What sets this acquisition apart is the introduction of an earn-out agreement, a somewhat rare mechanism in the consumer and retail sectors. Under this arrangement, Subway's cash flow must meet specific milestones over a span of two or more years following the completion of the acquisition, ultimately determining the final price tag. Without the earn-out, the deal is reported to be valued at $8.95 billion, showcasing the significance of Subway's future financial performance.
This earn-out strategy played a pivotal role in bridging the valuation gap that existed between Roark Capital and Subway's founding families, the DeLucas and Bucks, who had initially sought more than $10 billion for the brand. While the families touted Subway's strong global brand and international growth, private equity firms argued that the U.S. market was oversaturated, leading to negotiations hinged on this innovative earn-out mechanism.

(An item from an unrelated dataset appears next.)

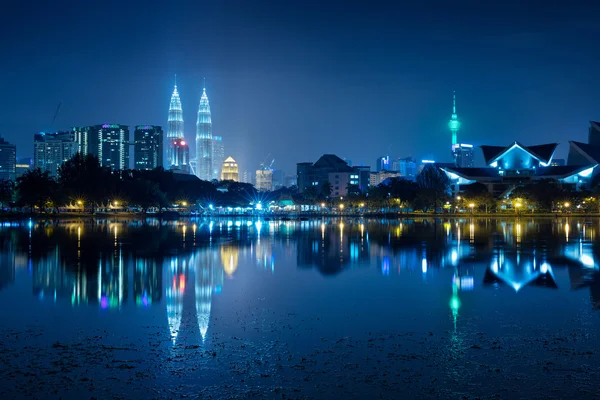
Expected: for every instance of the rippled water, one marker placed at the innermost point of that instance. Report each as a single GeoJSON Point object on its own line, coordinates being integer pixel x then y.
{"type": "Point", "coordinates": [313, 309]}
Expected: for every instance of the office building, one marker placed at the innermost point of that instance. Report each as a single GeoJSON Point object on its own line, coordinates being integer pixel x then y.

Roark Capital managed to outbid competitors, including TDR Capital and Sycamore Partners, whose final offers were reported to be $8.75 billion with an earn-out and $8.25 billion without. Remarkably, Roark has even agreed to pay Subway's owners 4% of the deal's value should antitrust officials intervene and prevent the acquisition.
The acquisition comes with a 12-month timeline for completion, during which both parties will navigate regulatory hurdles and ensure a seamless transition.
Roark Capital's confidence in the transaction's approval stems from their belief that the restaurant industry is too fragmented to pose significant competition concerns. This optimism is grounded in Roark's ownership of Jimmy John's and several other restaurant brands, positioning them as formidable players in the industry.
With over 37,000 locations spanning 100 countries, Subway has undoubtedly been a global giant in the fast-food industry. The acquisition by Roark Capital, a private equity firm with holdings that include Jimmy John's, Arby's, Baskin-Robbins, and Buffalo Wild Wings, is poised to bring significant changes and synergies to the fast-food landscape.
The acquisition also involved complex tax considerations, as co-founder Peter Buck's 50% stake in Subway was posthumously transferred to his charitable organization, shielding it from certain taxes.
Subway, based in Milford, Connecticut, has embarked on an extensive operational restructuring to address outdated décor and the impact of its famous $5-foot-long sandwich deals on franchisees. This included a menu overhaul and a high-profile marketing campaign in 2021 to revitalize the brand.
Despite facing challenges such as the closure of thousands of U.S. locations since 2016, Subway's same-store sales have shown impressive growth, with a 9.85% increase in the first half of 2023. Sources estimate the 12-month EBITA (Earnings Before Interest, Taxes, and Amortization) at a robust $800 million.
Paul, Weiss, Rifkind, Wharton & Garrison LLP advised Roark Capital; JPMorgan Chase provided advisory services to Subway; and Sullivan & Cromwell LLP handled the financing for this significant acquisition.
This acquisition marks a pivotal moment in the fast-food industry, with Roark Capital poised to leverage its extensive experience and expertise in restaurant businesses to steer Subway toward a new era, particularly in the U.S. market, where growth potential remains significant.